Superar la sensación, ganarle la batalla a esa turbia y traicionera parte emocional que últimamente solo resulta útil en las noches de vino y velas, o en los instantes en los que decides si te quedas o te vas.

uyhtgf

La delgada línea entre me quedo porque te quiero, me marcho porque me quiero a mi más. Corren tiempos difíciles para la determinación, son noches largas repletas de mañanas cortas en el transcurso de unos días desprovistos de alma. Es un cuerpo de domingo con la cabecita metida dentro de un prometedor viernes y el corazón en un desangelado otoño.
A fuego lento me quemo en un incendio que no sé cómo apagar.
A veces se acaban las fuerzas para seguir andando.
A menudo te miro y ya no te veo.

 

Y tú me dices que haga una maleta, que corra, que vaya, que no piense en nada más, que olvide lo construido y te sonría.
Que te bese en la misma calle de la otra vez, que coja tu mano y olvide quién soy, que no tenga miedo, que diga sí a la locura que supones, que esta vez no nos quedemos en el insulso gris del intento.
Dices que lo hagamos, que pensemos solamente en nosotros dos, ay de los daños a terceros, cuan larga es la pena de los corazones que rompemos.
Soñemos, eso podemos hacerlo, no me digas que quieres más, no me pidas lo que también quiero darte, no me digas que puedo.
No me mires, no enciendas más dudas en esta página llena de tinta y borrones, ya ni siquiera puedes remendar todos los latidos que robas.
De los verbos que liberan y los besos que condenan, del labio que sangra tras el diente que muerde, un tibio intento de no pensar, no sentir, no querer, no desear, no necesitar, un collar de tristes infinitivos que querrías silenciar.
De nada sirve tratar de zafarse de ti, no te rindes, ni quieres, ni lo intentas, eres la constante más extraña que tiene mi vida, una especie de reloj parado que acierta en su pronóstico dos veces al día.

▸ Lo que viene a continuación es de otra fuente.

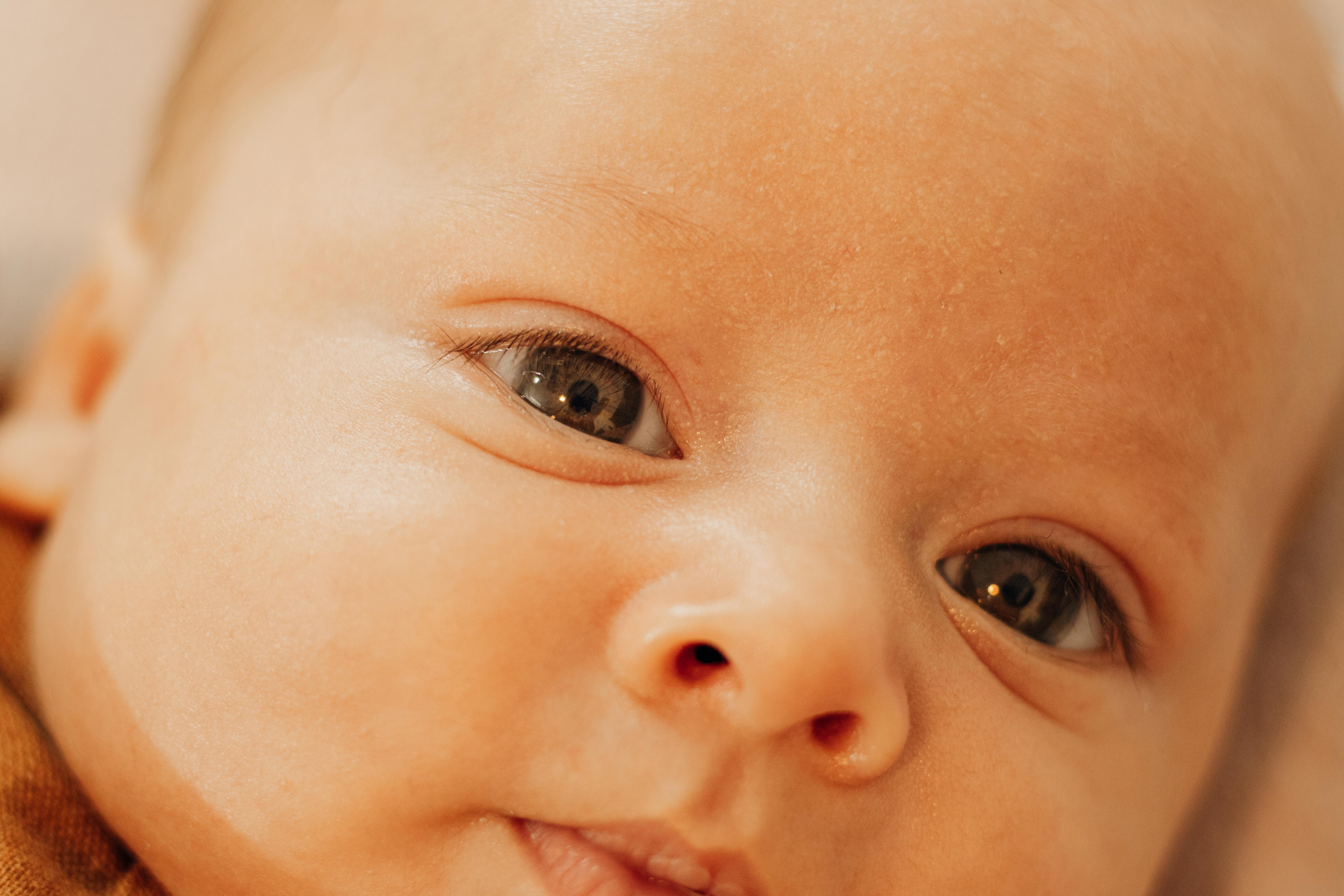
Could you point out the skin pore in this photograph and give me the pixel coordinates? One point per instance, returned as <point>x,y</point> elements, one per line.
<point>326,609</point>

tumblr_nnruavKgVN1tpw2ero1_500

Encontramos a través de la búsqueda lo que queríamos hallar y lo que no esperábamos descubrir, tropezamos con la verdad del reencuentro dentro del pálido desencuentro, conocerse un poco mejor, observar lo que un día fuimos y no perder de vista aquello que queremos llegar a ser.
Habremos aprendido algo de esto a lo que llamamos destino cuando no intentemos recuperar todo lo perdido, quedémonos con la ilusión del reencuentro, con establecer el vínculo dentro de nuestro lado más sabio reinventando las ganas de amar, y porqué no, de volverse a equivocar.

 

“El hombre nunca puede saber qué debe querer, porque vive sólo una vida y no tiene modo de compararla con sus vidas precedentes ni de enmendarla en sus vidas posteriores.”